In this collection of essays, Bond assesses the state of today’s worship and argues compellingly for a recovery of God-honoring, artistically-excellent texts and tunes in the church. It would be an oversimplification to say this book simply pits the traditionalists versus the contemporary movement. In fact, Bond would disavow the moniker “traditionalist” (47). Rather, the position that he argues for is one he convincingly argues is found in Scripture itself. The form, substance, and style for congregational singing is guided by the Word of God: “one could argue that the entire book of Psalms gives us the most comprehensive model of how we are to enter in the presence of God in our sung worship” (17). Also to guide our practices, frequent reference is made to how Hebrews roots our worship in the reality of God as a “consuming fire” (Heb. 12:28–29).

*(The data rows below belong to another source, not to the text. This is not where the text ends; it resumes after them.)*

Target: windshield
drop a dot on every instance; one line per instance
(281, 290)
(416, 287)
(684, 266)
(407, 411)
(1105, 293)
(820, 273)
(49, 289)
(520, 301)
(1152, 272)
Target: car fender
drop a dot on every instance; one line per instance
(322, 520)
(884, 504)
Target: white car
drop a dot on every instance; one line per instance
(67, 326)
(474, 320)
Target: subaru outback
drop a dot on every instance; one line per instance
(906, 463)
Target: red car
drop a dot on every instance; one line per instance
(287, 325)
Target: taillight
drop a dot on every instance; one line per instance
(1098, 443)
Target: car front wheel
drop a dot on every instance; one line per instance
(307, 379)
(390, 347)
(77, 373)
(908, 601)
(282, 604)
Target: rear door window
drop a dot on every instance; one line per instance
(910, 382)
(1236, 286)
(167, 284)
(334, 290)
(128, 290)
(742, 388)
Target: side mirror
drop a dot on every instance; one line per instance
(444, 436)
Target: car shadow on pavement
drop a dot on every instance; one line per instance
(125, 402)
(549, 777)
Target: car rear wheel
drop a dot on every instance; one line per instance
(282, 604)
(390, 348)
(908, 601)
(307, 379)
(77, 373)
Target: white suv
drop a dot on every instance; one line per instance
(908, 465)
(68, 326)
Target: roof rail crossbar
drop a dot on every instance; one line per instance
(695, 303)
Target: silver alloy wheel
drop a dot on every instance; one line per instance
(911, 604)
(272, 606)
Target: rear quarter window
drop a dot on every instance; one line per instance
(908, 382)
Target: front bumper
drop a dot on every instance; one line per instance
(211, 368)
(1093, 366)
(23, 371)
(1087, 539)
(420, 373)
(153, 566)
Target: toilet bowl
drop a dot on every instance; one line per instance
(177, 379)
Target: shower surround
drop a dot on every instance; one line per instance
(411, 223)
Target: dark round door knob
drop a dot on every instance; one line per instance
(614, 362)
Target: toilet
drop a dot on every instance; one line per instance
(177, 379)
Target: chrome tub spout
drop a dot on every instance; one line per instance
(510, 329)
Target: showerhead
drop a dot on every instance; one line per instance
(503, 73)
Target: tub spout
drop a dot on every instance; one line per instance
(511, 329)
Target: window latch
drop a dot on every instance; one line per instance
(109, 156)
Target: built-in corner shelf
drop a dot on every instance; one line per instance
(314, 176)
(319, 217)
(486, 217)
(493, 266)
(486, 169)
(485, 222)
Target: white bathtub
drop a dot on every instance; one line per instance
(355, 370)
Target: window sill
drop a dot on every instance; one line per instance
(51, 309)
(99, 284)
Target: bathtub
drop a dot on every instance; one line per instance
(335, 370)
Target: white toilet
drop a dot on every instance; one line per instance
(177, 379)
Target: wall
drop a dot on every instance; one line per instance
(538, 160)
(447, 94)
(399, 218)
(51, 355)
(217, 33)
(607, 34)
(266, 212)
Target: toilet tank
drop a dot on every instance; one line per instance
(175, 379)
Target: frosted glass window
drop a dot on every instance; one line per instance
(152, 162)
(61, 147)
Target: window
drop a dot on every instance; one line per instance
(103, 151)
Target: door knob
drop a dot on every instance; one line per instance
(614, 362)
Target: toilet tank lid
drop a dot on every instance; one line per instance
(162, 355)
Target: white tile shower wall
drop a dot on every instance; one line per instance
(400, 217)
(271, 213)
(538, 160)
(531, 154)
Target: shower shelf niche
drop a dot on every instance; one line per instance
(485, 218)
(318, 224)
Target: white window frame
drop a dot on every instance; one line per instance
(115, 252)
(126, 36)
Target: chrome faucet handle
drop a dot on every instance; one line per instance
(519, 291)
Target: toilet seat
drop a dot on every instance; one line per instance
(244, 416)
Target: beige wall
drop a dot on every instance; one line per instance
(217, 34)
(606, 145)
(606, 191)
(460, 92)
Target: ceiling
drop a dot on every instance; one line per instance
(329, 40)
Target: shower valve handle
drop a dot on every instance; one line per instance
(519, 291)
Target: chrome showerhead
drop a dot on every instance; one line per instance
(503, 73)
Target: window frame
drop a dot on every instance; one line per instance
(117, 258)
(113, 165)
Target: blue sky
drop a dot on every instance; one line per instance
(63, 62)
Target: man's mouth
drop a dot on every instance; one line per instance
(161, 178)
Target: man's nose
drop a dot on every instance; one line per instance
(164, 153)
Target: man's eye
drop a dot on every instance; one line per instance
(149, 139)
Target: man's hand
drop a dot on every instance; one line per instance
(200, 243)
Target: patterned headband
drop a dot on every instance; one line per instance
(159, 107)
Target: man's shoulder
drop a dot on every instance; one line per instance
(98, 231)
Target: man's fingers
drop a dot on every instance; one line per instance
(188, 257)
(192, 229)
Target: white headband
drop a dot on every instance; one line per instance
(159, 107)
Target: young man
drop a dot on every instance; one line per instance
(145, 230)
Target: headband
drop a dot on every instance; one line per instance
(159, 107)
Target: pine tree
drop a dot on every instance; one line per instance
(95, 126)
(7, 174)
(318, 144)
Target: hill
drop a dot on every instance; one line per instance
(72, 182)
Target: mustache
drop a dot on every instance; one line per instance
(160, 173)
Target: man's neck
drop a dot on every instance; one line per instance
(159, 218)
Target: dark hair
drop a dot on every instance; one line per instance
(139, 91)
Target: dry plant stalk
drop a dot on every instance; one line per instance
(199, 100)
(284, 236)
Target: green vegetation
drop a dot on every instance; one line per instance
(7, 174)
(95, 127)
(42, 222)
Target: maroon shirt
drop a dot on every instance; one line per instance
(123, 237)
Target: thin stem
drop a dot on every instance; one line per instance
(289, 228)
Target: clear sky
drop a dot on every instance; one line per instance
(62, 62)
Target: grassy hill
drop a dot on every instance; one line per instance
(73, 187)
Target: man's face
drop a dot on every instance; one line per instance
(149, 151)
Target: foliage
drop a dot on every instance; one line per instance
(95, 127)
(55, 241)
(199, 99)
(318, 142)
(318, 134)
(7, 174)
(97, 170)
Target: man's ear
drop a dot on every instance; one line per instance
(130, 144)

Bond does, however, reveal the ways in which the contemporary Christian music scene has largely missed the mark of biblical standards for worship music. He highlights how some of the most popular modern worship songs lack a theological and scriptural foundation (chapter 7) and how entertainment is driving our decisions about church (chapter 8). He notes the paucity of good poets serving the church today, with the result that many of the newer texts lack the aesthetic of “unity and progression” (139)—foundational elements in both English and biblical poetry that preserve us from vain repetition (chapter 9). Bond cautions against making church “hip” rather than “holy,” or “cool” rather than “Christian” (227): “It’s washing down boeuf bourguignon with Kool-Aid to wed the deep truths of redemption with music designed to amuse and entertain” (150).
Although it is undoubtedly a severe critique of a dominant movement in today’s church, these pages are saturated with grace, which makes the book far more palatable than many other polemical works. I found it to be an even-handed yet witty treatment of a delicate subject—as engaging as it is important. So, take up and read—or better, take up and sing!